What are good, lighter, riser options to consider? Or does it make more sense to go with something like a custom Barnsdale down the road if I (ever) have the money to spend?


----------



## biblethumpncop (May 14, 2004)

I'm no expert, but I think the older cast riser bows and the first generation machined risers were heavier than any of the modern compounds in similar length. For example, the Vantage LTD is 45" long and is lighter than a 44" long Superstar.


----------



## JBlumenfeld (Feb 10, 2012)

Does anyone make a forged riser?


----------



## biblethumpncop (May 14, 2004)

I got my Cedar Hill strings in the mail yesterday. I got my freshly powdercoated "traffic yellow" riser in the mail today. It is gorgeous with the silver limb pockets! The film dipping is done and I should be able to get by there by the weekend. Then its time to assemble my Legos!


----------



## jmoose77 (Apr 3, 2004)

biblethumpncop said:


> I got my Cedar Hill strings in the mail yesterday. I got my freshly powdercoated "traffic yellow" riser in the mail today. It is gorgeous with the silver limb pockets! The film dipping is done and I should be able to get by there by the weekend. Then its time to assemble my Legos!
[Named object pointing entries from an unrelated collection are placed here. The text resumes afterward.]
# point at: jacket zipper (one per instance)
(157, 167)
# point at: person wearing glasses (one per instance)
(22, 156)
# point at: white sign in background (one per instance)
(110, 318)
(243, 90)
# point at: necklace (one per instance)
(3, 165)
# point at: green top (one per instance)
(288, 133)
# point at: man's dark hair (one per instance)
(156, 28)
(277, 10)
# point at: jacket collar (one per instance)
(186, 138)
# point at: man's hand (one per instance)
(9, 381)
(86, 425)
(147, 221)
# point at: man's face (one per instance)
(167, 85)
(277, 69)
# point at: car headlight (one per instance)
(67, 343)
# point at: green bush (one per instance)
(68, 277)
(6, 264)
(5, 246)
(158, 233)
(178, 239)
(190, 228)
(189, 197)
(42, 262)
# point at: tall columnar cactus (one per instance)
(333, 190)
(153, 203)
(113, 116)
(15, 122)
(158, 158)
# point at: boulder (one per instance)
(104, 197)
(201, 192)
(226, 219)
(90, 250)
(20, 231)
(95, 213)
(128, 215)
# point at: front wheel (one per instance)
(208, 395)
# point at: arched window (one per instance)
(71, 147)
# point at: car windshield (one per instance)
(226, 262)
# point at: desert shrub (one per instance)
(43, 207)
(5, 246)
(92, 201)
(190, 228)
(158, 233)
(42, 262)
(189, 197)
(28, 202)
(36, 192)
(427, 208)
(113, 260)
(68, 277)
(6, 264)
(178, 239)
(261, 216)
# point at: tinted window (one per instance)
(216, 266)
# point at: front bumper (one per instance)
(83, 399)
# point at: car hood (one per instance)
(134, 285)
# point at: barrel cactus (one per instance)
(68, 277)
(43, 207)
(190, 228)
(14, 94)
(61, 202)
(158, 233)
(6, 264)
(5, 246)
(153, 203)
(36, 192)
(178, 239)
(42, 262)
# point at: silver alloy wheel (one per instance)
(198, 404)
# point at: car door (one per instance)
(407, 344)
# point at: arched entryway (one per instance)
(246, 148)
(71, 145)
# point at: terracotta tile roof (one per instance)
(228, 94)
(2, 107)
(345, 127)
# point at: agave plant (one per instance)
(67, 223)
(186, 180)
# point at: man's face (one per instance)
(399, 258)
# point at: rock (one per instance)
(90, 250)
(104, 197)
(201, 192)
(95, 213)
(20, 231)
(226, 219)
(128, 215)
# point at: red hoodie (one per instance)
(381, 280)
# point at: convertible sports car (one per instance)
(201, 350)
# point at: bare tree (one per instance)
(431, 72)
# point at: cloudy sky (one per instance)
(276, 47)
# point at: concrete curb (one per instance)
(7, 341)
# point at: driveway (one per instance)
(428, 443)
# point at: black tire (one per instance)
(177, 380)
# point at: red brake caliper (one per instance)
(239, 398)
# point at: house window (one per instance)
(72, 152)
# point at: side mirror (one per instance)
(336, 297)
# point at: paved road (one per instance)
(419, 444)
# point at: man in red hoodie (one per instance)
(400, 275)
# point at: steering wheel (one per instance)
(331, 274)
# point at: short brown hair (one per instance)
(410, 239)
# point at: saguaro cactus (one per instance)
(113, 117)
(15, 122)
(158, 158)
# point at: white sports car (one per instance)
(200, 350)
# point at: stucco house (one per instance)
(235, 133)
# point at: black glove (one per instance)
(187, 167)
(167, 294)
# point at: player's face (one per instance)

You gotta post pic's when finished. :thumbs_up


----------



## biblethumpncop (May 14, 2004)

They are assembled! The film dip isn't as nice up close as I wanted, but it does dress the bows up. I will sanp some pictures tomorrow.


----------



## biblethumpncop (May 14, 2004)

Sorry about the delay. 

Bow#1: Yellow powder coated riser, carbon dipped carbon plus limbs and PSE Vector 5, size 6 wheels, 44 ATA

























Bow#2: Olive Drab with black marbel film dip. Carbon plus limbs and PSE Vector 4 size 6 wheels, 44" ATA

















Bow #3: Factory bronze riser and factory camo supreme limbs, master cams:









Bow 1 fits the best because of the wheels. I don't like the wheels on bow 2 and will look to replace them. Bow 3 is probably trading material. It is 60-70# and 28-30", 42" ATA.


----------



## biblethumpncop (May 14, 2004)

The supreme was listed for sale.


----------



## jmoose77 (Apr 3, 2004)

Bow pic's...looks good! :thumbs_up


----------